Now there was inevitably bound to be a tendency towards the same type of demoralisation after the emergency. There was a contraction of numbers after the emergency as men went out, and so forth. But I think that the strengths were let go too low and did, in fact, go dangerously near the position that you had in those times to which I refer. From 1947 onwards the strength fell sharply and that was bound to have its repercussions on the morale of the Army. Significantly, with the increase back to a workable establishment it makes it much easier for men to be interested in their job and to carry out their duties efficiently.
Apart from that, there is the whole question, shall I say, of opportunity. Some Deputies said that we did not pay our soldiers or officers enough. Personally, I subscribe to that view. But one must also look at it from the point of view of the community as a whole and realise that this service is in the nature of an insurance; that there are other things that must, from day to day, be regarded as in priority to it; that in our circumstances we cannot afford to pay more; and that that is the situation which you have. One of the very important things in such a situation is that there should be as many chances as possible for advancement to personnel in this force and, of course, the larger the force the better the opportunities.
One of the deplorable things that results from any policy of cutting down the size of the Army is that you immediatelyrestrict the future of good men in that force. At the moment, if your establishment is, say, 12,000 and you are keeping up to it, there is a certain prospect for any good officer, N.C.O. or man to go a little bit further. In other words, there are so many potential vacancies, so many niches, if you like, for higher appointments, whether to the higher grades of N.C.O. or commissioned rank, or even in the higher establishments where there is extra pay for the private category.
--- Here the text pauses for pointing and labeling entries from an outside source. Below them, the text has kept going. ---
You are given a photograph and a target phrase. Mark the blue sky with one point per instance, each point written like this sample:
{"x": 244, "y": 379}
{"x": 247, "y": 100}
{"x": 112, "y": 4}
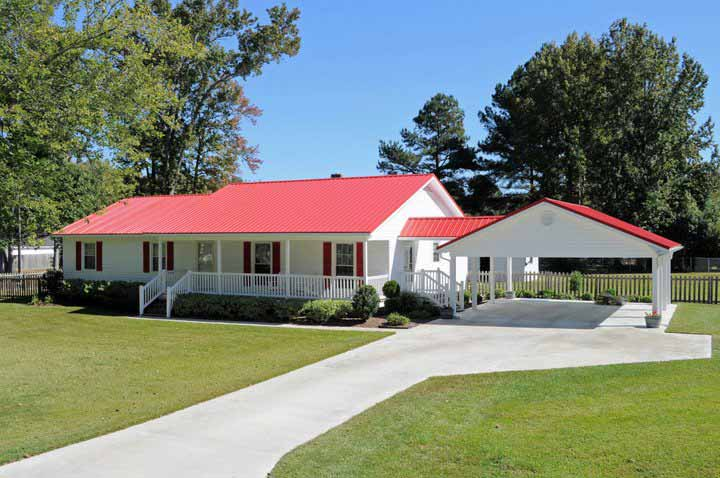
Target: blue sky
{"x": 365, "y": 68}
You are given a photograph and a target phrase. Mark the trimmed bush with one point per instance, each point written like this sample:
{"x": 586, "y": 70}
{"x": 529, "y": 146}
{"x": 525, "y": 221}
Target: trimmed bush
{"x": 397, "y": 320}
{"x": 322, "y": 311}
{"x": 412, "y": 304}
{"x": 391, "y": 289}
{"x": 576, "y": 282}
{"x": 365, "y": 301}
{"x": 118, "y": 295}
{"x": 229, "y": 307}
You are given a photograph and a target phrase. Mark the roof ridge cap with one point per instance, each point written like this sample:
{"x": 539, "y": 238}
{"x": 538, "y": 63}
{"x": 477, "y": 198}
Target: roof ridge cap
{"x": 377, "y": 176}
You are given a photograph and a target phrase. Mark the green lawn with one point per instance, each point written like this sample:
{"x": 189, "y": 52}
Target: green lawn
{"x": 644, "y": 420}
{"x": 67, "y": 375}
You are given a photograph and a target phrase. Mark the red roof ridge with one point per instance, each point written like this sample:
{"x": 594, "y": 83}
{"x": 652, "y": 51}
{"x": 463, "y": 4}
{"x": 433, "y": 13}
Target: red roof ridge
{"x": 377, "y": 176}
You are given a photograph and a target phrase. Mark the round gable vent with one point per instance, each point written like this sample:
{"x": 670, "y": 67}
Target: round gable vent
{"x": 547, "y": 218}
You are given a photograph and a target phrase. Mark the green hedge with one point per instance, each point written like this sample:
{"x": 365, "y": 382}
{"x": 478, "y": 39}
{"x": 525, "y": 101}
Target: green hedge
{"x": 231, "y": 307}
{"x": 122, "y": 296}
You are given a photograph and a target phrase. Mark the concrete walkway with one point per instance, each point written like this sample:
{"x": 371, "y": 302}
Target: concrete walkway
{"x": 244, "y": 433}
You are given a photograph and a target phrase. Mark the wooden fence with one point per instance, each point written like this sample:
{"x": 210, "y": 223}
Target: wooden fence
{"x": 698, "y": 288}
{"x": 13, "y": 286}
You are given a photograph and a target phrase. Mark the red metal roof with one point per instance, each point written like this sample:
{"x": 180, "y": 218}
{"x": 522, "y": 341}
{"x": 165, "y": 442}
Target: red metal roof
{"x": 337, "y": 205}
{"x": 595, "y": 215}
{"x": 445, "y": 227}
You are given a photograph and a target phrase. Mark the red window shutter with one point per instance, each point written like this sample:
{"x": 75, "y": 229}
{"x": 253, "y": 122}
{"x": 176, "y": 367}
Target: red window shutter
{"x": 276, "y": 257}
{"x": 247, "y": 265}
{"x": 360, "y": 260}
{"x": 170, "y": 251}
{"x": 146, "y": 256}
{"x": 78, "y": 255}
{"x": 98, "y": 256}
{"x": 327, "y": 258}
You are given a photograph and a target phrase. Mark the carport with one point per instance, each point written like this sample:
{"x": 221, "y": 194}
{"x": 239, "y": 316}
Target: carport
{"x": 552, "y": 228}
If you halve that, you automatically cut down the opportunities for promotion and with it the stimulation to interest.
I wonder does Deputy O'Donnell realise that a direct consequence of what he has suggested would be to cut out the possibilities for promotion? If I understood him aright, his proposition was to cut the number down to 5,000 and pay them more. Very good. From the purely personal point of view of the soldier, I suppose there is something to be argued there. But, even from that point of view of cutting down the size of the force, you are cutting down the opportunities for promotion.